For several seconds, she stared in disbelief at the figure flying away from her, and then, the tension of the past moments released, she threw herself down after him, letting the sky and the earth dissolve into a blur, letting her senses be consumed by the rushing grass, the smell of the earth, the gentle bump of her bones as they met the ground. And she was laughing, lost in the ridiculousness of it, spitting out bits of grass and daisies and God knew what else. She was laughing, her hands stretched above her head, letting herself fly down a hillside, a child again, knowing she would be caught at the bottom.

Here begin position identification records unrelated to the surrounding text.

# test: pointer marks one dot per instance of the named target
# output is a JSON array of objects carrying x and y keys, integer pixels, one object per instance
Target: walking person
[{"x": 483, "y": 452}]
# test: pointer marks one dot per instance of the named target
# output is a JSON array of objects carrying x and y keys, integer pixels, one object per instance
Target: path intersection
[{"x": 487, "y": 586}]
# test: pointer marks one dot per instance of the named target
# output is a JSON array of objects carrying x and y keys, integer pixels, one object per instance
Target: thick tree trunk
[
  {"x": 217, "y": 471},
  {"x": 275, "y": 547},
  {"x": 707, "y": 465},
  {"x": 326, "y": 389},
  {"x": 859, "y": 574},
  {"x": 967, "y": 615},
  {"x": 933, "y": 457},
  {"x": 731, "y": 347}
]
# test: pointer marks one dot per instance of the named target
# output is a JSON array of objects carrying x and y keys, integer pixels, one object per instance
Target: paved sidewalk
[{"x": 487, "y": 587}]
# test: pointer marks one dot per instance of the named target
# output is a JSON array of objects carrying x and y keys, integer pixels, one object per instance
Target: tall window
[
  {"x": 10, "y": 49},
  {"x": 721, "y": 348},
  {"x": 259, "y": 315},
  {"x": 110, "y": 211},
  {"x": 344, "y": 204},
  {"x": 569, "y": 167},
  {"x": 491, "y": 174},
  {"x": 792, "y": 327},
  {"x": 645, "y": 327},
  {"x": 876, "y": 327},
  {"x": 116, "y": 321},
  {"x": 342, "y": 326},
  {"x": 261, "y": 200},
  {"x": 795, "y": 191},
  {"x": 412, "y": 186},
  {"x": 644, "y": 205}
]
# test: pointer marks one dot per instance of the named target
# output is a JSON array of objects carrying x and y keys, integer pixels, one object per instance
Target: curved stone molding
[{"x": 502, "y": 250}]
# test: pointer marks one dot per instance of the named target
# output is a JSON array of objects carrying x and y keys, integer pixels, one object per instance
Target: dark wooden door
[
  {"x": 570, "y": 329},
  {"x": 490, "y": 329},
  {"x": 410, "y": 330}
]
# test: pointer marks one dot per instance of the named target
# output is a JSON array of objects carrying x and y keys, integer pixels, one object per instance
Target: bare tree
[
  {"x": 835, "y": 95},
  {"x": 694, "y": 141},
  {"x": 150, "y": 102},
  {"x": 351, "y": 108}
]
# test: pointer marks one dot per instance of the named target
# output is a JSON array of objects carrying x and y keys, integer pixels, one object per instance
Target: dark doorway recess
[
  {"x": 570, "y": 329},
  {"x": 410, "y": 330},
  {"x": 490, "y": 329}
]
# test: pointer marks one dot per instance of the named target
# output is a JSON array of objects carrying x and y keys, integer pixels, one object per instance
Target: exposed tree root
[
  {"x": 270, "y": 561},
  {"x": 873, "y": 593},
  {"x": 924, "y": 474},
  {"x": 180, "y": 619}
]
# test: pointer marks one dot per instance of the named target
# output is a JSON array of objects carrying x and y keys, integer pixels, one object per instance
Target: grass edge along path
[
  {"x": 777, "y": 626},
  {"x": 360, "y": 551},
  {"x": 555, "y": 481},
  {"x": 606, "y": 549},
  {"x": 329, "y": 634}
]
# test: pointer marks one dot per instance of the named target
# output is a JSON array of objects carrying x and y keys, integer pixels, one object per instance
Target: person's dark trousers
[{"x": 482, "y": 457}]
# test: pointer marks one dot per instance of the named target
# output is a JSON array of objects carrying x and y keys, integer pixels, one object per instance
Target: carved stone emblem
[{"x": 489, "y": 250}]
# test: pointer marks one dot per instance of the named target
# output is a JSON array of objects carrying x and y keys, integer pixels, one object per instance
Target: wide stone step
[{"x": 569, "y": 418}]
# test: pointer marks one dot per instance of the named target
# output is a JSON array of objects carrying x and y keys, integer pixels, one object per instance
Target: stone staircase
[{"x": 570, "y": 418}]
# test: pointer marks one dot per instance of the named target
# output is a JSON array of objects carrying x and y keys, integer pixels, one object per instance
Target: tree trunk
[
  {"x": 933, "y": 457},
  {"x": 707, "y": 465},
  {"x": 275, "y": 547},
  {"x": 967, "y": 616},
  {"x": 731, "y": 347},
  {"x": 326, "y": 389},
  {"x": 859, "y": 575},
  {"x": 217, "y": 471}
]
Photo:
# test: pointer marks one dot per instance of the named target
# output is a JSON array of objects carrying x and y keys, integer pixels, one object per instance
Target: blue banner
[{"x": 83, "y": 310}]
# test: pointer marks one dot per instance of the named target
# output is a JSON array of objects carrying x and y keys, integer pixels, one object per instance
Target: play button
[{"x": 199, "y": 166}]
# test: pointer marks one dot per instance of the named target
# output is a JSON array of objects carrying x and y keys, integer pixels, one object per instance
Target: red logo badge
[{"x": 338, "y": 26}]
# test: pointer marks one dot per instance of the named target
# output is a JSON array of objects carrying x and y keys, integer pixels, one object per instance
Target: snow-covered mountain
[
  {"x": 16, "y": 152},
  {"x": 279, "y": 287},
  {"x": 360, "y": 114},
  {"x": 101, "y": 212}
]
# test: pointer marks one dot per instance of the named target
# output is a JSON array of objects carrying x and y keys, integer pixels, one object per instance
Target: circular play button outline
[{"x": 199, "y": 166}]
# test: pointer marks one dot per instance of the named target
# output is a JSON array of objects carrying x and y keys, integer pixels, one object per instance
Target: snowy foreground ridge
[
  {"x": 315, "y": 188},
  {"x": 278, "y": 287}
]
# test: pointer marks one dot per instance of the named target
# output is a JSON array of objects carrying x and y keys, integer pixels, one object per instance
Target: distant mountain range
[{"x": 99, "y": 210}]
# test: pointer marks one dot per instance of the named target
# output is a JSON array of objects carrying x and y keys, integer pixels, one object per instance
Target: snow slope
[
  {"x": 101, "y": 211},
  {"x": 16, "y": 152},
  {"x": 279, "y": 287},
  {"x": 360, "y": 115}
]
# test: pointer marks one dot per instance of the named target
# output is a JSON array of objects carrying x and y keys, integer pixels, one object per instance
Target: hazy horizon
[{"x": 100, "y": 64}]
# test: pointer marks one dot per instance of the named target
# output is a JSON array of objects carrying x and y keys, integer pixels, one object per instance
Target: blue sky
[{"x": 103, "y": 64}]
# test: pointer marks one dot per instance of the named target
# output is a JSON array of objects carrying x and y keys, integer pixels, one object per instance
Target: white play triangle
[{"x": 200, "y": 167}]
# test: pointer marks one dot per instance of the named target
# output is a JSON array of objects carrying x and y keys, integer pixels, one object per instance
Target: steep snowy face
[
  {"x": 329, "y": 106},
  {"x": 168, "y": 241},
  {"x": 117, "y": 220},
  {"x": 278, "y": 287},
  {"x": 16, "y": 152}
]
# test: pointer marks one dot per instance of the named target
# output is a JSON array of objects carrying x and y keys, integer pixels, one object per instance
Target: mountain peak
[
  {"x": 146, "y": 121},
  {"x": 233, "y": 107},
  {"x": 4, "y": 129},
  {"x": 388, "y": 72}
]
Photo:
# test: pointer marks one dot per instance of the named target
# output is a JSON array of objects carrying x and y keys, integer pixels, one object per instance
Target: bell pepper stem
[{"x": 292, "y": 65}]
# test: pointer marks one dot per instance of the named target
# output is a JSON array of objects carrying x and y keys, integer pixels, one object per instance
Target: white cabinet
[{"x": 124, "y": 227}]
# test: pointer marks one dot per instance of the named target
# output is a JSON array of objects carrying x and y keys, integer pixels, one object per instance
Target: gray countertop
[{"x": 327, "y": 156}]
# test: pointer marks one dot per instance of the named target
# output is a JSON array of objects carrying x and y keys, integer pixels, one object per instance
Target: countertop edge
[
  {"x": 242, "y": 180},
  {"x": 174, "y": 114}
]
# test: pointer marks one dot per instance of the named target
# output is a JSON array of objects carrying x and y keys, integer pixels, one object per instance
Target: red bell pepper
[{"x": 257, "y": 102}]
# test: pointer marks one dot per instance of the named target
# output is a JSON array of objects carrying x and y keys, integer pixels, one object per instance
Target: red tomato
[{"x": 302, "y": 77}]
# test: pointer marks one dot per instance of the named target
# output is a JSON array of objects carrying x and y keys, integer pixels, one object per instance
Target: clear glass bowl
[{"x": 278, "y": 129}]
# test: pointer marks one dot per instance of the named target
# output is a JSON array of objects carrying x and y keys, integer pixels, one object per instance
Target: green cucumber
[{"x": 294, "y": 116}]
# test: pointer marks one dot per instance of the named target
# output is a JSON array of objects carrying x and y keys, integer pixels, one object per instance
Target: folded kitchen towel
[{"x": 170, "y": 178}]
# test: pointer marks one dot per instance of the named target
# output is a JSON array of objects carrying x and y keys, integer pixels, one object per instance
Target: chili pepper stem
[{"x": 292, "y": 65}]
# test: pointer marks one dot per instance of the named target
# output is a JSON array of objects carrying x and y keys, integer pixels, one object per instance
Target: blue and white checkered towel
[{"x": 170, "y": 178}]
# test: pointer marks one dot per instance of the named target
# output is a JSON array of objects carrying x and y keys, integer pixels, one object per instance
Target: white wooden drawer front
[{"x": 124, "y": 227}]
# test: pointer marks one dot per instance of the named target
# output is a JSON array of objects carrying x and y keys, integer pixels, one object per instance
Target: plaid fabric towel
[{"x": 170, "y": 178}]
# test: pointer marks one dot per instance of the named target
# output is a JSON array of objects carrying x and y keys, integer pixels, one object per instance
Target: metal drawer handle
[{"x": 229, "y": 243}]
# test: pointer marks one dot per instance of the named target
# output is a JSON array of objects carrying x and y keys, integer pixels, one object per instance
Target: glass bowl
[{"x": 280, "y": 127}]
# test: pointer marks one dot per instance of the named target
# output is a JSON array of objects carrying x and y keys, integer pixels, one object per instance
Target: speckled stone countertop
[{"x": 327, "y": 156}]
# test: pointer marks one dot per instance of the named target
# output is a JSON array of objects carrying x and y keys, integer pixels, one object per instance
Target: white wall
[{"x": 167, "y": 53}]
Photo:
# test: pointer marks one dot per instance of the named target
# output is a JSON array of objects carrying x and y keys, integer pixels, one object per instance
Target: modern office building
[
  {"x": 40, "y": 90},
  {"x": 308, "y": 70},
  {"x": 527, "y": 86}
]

He stood over her, as she lay giggling and panting in the grass, her head still spinning from the descent. He swayed above her, one hand reaching forward to help her stand up. She was gradually able to make out his beaming face, the livid grass stains all over his trousers. “Happy now, Suzanna Peacock?”
She could think of no sensible response. And so, giddily, she lay back, laughing, her eyes closed against the painfully blue sky.
* * *
—
They had reached the center of town shortly before seven. They might have made it back sooner, but their pace, by mutual consent, had been measured, perhaps to allow them more time for conversation. It came easily now—their infantile physical release had freed something between them. She knew a little more about him: about his housebound mother, the maid, the political situation in Argentina. He knew about her family history: her childhood, her siblings, her anger at having to leave the city. Sometime later, she would remember that in several hours of conversation they had not mentioned Neil, and would feel not quite guilty enough about the omission.